Set up Telegraf custom plugins for application monitoring with Prometheus and InfluxDB integration

Intermediate 45 min May 23, 2026 28 views
Ubuntu 24.04 Debian 12 AlmaLinux 9 Rocky Linux 9

Learn to build custom Telegraf input plugins for application metrics collection, configure dual output to Prometheus and InfluxDB backends, and create comprehensive monitoring dashboards with Grafana for production observability.

Prerequisites

  • Root or sudo access
  • Python 3.6+ installed
  • At least 2GB RAM
  • Network access for package downloads

What this solves

Telegraf's built-in plugins don't always capture the specific metrics your applications generate. This tutorial shows you how to create custom input plugins for application-specific monitoring, configure dual output to both Prometheus and InfluxDB, and build Grafana dashboards for comprehensive observability.

Step-by-step installation

Install Telegraf agent

Start by installing Telegraf from the official InfluxData repository to ensure you get the latest features and security updates.

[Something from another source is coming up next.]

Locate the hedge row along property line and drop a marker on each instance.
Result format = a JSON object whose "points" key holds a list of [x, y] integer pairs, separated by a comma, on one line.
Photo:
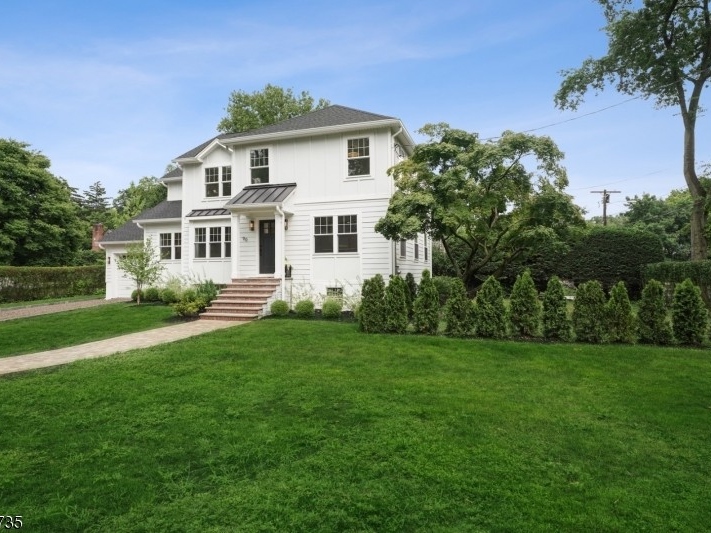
{"points": [[595, 317], [18, 284]]}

wget -qO- https://repos.influxdata.com/influxdata-archive_compat.key | sudo apt-key add -
echo "deb https://repos.influxdata.com/ubuntu $(lsb_release -cs) stable" | sudo tee /etc/apt/sources.list.d/influxdata.list
sudo apt update
sudo apt install -y telegraf
sudo tee /etc/yum.repos.d/influxdata.repo <

Create custom input plugin directory

Set up a dedicated directory for your custom plugins and ensure proper permissions for the telegraf user to execute them.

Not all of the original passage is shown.